At present, as a precondition for receiving financial assistance, developing countries are required to make "structural adjustments" to their economic and social institutions. "Structural adjustments" include measures to lower wages, to reduce public spending on infrastructure and education, to devalue the local currency and to eliminate all tarrifs protecting local industry. These programs are designed, in great part, as a means to generate a surplus of exports over expenditures in order to repay the debt service owed to the financial community. Rather than building sustainable growth in the developing world, structural adjustment programs have had the effect of producing economic contractions and a corresponding reduction in purchasing power. According to Walden Bello at Cal Berkeley, structural adjustment programs are largely responsible for conditions like those experienced in Chile, which during the 1980's, saw unemployment soar to 30 percent with GNP plummeting 15 percent.

Structual adjustment programs are antithetical to Keynesian economics and are inconsistent with the "American economic model". Rather than taking countercyclical measures to increase aggregate demand during periods of hardship, these programs curtail public spending when public spending is needed most. Further, by blindly opening up internal markets to international trade, local manufactures are driven out of business. In the new financial architecture, we must protect local manufactures. During the Nineteenth Century, a principle component of Alexander Hamilton's economic program for the young republic was the protective tariff; we protected local manufactures thereby reducing imports of high valued manufactured goods. Further, Hamilton believed that in order to facilitate development, the federal government must be committed to the building of roads, bridges and canals to promote commerce. In the new financial architecture, grants will be provided for investments made in infrastructure and education . Loans will also be provided at lower rates and with longer maturities. Loans will be provided without strings attached.

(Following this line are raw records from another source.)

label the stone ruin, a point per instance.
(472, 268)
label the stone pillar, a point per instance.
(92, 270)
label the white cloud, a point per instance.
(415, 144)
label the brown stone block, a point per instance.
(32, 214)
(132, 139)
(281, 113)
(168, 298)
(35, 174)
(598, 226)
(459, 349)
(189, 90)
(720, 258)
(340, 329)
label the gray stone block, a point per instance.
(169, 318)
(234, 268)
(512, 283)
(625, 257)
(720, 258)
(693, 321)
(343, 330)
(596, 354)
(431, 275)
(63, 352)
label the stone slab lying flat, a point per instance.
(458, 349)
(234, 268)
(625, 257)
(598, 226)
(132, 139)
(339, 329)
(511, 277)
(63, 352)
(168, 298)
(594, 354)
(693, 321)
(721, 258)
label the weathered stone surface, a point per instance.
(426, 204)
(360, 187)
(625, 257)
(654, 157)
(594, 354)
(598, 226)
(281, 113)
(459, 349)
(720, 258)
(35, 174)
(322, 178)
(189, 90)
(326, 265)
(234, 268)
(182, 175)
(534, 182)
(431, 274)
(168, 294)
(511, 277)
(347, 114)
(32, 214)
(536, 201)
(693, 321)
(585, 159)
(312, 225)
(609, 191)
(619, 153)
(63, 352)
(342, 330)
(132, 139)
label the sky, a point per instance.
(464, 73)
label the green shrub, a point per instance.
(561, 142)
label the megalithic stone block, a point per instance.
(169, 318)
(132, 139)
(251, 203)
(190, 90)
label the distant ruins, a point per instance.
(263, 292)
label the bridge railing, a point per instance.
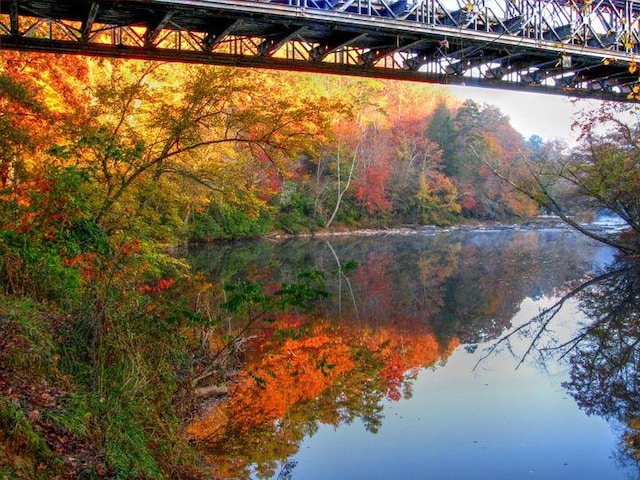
(611, 24)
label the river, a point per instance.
(407, 370)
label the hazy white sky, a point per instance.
(549, 116)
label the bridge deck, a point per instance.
(581, 48)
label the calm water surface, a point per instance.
(391, 377)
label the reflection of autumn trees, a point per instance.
(296, 380)
(605, 356)
(409, 303)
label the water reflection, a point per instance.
(407, 307)
(605, 355)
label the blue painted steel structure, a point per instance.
(580, 48)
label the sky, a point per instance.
(549, 116)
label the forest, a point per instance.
(108, 165)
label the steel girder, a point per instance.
(580, 48)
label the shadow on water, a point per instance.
(410, 303)
(603, 354)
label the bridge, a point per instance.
(580, 48)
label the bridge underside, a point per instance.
(563, 47)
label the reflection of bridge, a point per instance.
(582, 48)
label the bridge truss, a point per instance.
(581, 48)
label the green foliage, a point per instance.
(17, 434)
(250, 299)
(226, 222)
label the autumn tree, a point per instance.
(600, 175)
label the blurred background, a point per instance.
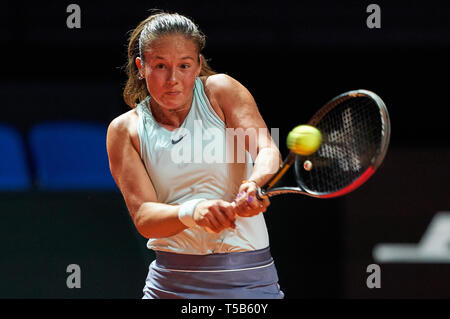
(61, 87)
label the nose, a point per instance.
(172, 77)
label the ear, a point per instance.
(200, 62)
(140, 66)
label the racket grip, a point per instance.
(209, 230)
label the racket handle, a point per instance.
(209, 230)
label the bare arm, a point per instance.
(240, 111)
(152, 219)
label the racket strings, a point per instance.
(352, 134)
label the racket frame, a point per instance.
(267, 189)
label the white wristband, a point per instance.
(186, 211)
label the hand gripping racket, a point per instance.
(355, 131)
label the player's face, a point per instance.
(170, 69)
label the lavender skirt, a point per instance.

Stabilization of Commodities Prices

The new international financial architecture must redress the current terms of trade imbalance. The economies of the developing world are today dependant upon the sale of commodities such as cocoa, sugar, palm oil, rubber and tea that are subject to severe price fluctuations. Often, the prices of such commodities are significantly below the costs of the manufactured goods imported by the developing world. The result is a capital imbalance, with much needed monies flowing out of the developing world. We must explore ways, as President Kennedy tried for Latin America, to maintain commodity price levels commensurate with profitability. This may require either price supports for growers to restrict output or for the development of an international trading organization that will buy and sell commodities on the international exchanges.



Diversification of the Economy

The new international financial architecture must explore ways to construct more diversified economic systems for the developing states. The international community must provide technical assistance and grants for the promotion of manufactures, power plants and light industry so as to reduce the dependance of the local economy on the sale of the principle "cash crops". Efforts must also be directed towards the production of goods and services for local consumption, thereby reducing imports of goods that could be manufactured at home. The success story of this development plan is Malaysia, where economic growth was achieved through natural resource exports like rubber and timber combined with light manufacturing and textiles.



Conclusion

The international financial system must redirect its focus from paying off its creditors to helping the worlds poor. Towards that end, investments must be made in infrastructure and education. Commodity prices must be stabilized and economies diversified.